La Brea fishermen are seeking clearance from oil experts on whether marine life in the Gulf of Paria may be contaminated by chemicals used in the oil spill clean-up along the south-western peninsula.
President of the La Brea Fisherfolk Association, Alvin La Borde, said yesterday that fishermen were not prepared to sell contaminated fish to consumers.
“We don’t want to take our vessels out there with that chemical in the water. We don’t want to pass the vessels on the chemical and then contaminate the fish. We don’t want to get people sick. We know about the chemical they are using to clean the oil and we want to be cautious,” he said.
The fishermen have expressed concern about the dispersant Corexit 9500, used to remove the oil from the water surface.
La Borde said fishermen were awaiting confirmation from various agencies before returning to the sea.
Fishing vessels stained in the oil spill were cleaned last weekend.
La Borde said fishermen were pleased with the chemical used to clean the vessels. He said 28 fishing pirogues were contaminated in the oil spill.
La Brea fishermen have not returned to the sea since the oil spill on December 18.
And residents were informed yesterday that the clean-up exercise was nearing completion.
Ricardo Learmont, a resident who was hired in the clean-up exercise, said: “The work is closing off now.
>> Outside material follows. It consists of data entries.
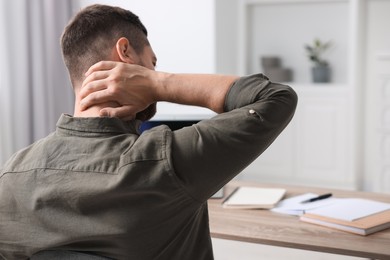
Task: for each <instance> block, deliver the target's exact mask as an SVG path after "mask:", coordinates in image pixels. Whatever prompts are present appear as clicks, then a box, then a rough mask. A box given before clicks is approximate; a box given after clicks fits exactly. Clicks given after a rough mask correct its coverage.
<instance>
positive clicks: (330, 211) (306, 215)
mask: <svg viewBox="0 0 390 260" xmlns="http://www.w3.org/2000/svg"><path fill="white" fill-rule="evenodd" d="M351 201H352V203H344V202H348V201H341V202H342V204H343V205H342V206H343V207H338V206H339V205H330V206H329V207H328V208H326V207H325V208H322V209H319V210H313V211H311V212H308V213H306V214H304V215H303V216H301V217H300V219H301V220H302V221H305V222H309V223H312V224H317V225H322V226H326V227H330V228H334V229H338V230H343V231H347V232H351V233H354V234H359V235H363V236H365V235H369V234H372V233H375V232H378V231H381V230H384V229H387V228H390V209H389V205H390V204H388V203H381V202H376V201H371V200H362V199H359V200H358V199H354V200H353V199H350V200H349V202H351ZM357 207H358V208H357ZM331 210H338V211H345V212H346V214H345V215H344V216H342V215H343V214H342V213H343V212H335V213H334V214H332V212H331ZM348 212H354V213H353V214H359V212H360V213H361V214H360V215H356V216H357V217H352V218H349V217H348V215H351V214H352V213H348ZM332 215H334V216H333V217H332ZM335 216H339V217H338V218H335ZM340 216H341V217H340Z"/></svg>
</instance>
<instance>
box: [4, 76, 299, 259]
mask: <svg viewBox="0 0 390 260" xmlns="http://www.w3.org/2000/svg"><path fill="white" fill-rule="evenodd" d="M296 103H297V96H296V94H295V92H294V91H293V90H292V89H291V88H290V87H288V86H285V85H281V84H275V83H270V82H269V81H268V79H267V78H265V77H264V76H262V75H261V74H257V75H252V76H248V77H243V78H240V79H239V80H237V81H236V82H235V83H234V84H233V85H232V87H231V88H230V90H229V92H228V94H227V97H226V101H225V111H226V112H225V113H222V114H219V115H216V116H215V117H213V118H211V119H209V120H204V121H201V122H199V123H197V124H195V125H193V126H190V127H185V128H182V129H180V130H176V131H171V130H170V129H169V128H168V127H166V126H159V127H155V128H152V129H151V130H148V131H145V132H143V133H142V134H141V135H140V134H139V133H138V128H139V124H140V122H139V121H127V122H124V121H121V120H119V119H117V118H97V117H96V118H75V117H72V116H69V115H62V116H61V118H60V119H59V121H58V124H57V129H56V131H55V132H54V133H52V134H50V135H49V136H47V137H46V138H43V139H41V140H39V141H37V142H35V143H34V144H32V145H31V146H29V147H27V148H25V149H23V150H21V151H19V152H18V153H16V154H15V155H13V156H12V157H11V158H10V160H9V161H8V162H7V163H6V164H5V166H4V168H3V169H2V170H1V172H0V259H1V258H2V257H3V258H4V259H26V258H28V257H30V256H31V255H32V254H34V253H35V252H38V251H40V250H45V249H46V250H47V249H58V250H74V251H83V252H90V253H92V254H96V255H101V256H106V257H111V258H115V259H142V260H145V259H196V260H201V259H213V253H212V245H211V239H210V232H209V225H208V212H207V199H209V198H210V196H212V195H213V194H214V193H215V192H216V191H218V190H219V189H220V188H221V187H223V186H224V185H225V184H226V183H227V182H228V181H230V180H231V179H232V178H233V177H235V176H236V175H237V174H239V173H240V172H241V171H242V170H243V169H244V168H245V167H246V166H247V165H249V164H250V163H251V162H252V161H253V160H255V159H256V158H257V157H258V156H259V155H260V154H261V153H262V152H263V151H264V150H265V149H266V148H267V147H268V146H269V145H270V144H271V143H272V142H273V140H274V139H275V138H276V137H277V136H278V135H279V133H280V132H281V131H282V130H283V129H284V128H285V126H286V125H287V124H288V122H289V121H290V120H291V118H292V116H293V114H294V110H295V107H296Z"/></svg>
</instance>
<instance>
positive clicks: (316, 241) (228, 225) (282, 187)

The beach clean-up is completed, they just have the mangrove to complete now. We are awaiting payment now and then that’s it.”
Another resident, Wendell Thomas, said he too was informed that the clean-up exercise was completed.
“I didn’t go today because they said it finished. It is not up to my standard, but if they say so... I think just a few people get called out to work today,” he said.
The Express learned that several residents have also resumed cooking in their homes, although no official clearance was given by Petrotrin and the Environmental Management Authority (EMA).
Learmont said: “Many people have started lighting their stoves again. We hope things can go back to normal and we all can live comfortable again.”
Several attempts to contact Petrotrin’s communications officials yesterday for an update on the clean-up exercise proved futile.